La diminuzione dell’udito può comportare la difficoltà di percepire determinati tipi di suono e soprattutto di capire la voce in alcune situazioni come luoghi affollati, bar, assemblee religiose, ritrovi tra familiari e amici, ascolto della TV, radio e telefono: “sento ma non capisco!”. Se l’udito non viene correttamente aiutato, può acuire forme di depressione e di invecchiamento precoce delle capacità cognitive, perché influisce negativamente sulle relazioni e può portare le persone a isolarsi e alla solitudine. Spesso si sottovalutano o si negano eventuali problemi d’udito perché più o meno inconsciamente vengono definiti come handicap e una cosa “da vecchi”: chi ha problemi d’udito spesso si trova a non essere compreso dai familiari stessi e da chi lo circonda, in quanto spesso potrebbe fraintendere domande o frasi o addirittura non dar segno di aver sentito, dando l’impressione di essere un po’ assente o addirittura maleducato; inoltre lo sforzo di stare sempre attento per cercare di capire, porta chi ha problemi d’udito ad arrivare molto più stanco a fine giornata e con disagi in ambito lavorativo.
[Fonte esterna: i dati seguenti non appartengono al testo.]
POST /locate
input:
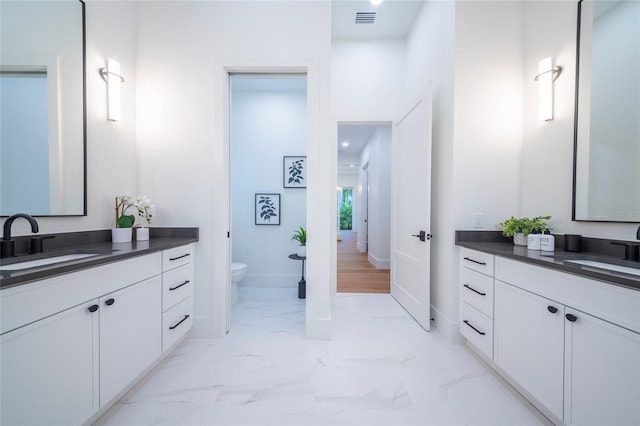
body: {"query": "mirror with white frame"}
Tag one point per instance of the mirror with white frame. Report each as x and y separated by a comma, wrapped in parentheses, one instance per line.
(607, 128)
(42, 110)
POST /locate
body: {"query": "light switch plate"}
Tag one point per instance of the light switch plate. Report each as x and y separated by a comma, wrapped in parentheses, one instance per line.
(477, 220)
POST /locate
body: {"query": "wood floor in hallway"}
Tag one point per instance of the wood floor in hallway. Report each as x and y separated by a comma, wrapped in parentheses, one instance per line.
(355, 273)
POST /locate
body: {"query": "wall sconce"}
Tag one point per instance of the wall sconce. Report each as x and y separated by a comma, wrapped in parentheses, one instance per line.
(547, 74)
(111, 75)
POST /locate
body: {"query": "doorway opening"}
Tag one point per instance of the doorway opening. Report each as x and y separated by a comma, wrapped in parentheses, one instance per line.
(267, 132)
(363, 251)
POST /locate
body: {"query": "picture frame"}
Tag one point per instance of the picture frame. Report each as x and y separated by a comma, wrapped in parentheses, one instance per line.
(267, 209)
(294, 171)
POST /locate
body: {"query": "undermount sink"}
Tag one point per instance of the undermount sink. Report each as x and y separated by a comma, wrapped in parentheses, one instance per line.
(43, 262)
(607, 266)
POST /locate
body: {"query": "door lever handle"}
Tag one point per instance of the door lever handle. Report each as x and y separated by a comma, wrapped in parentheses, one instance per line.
(422, 235)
L’acufene: il ronzio dell’orecchio
L’ acufene, il fastidioso ronzio che spesso accompagna il calo dell’udito, può essere causato da molteplici fattori: ipertensione, diabete, trauma acustico, trauma cranico, virus, abuso di alcol e fumo, farmaci e sostanze ototossiche, predisposizione genetica; sono tutti fattori che possono provocare dei disordini vascolari e danni alle cellule cigliate della coclea.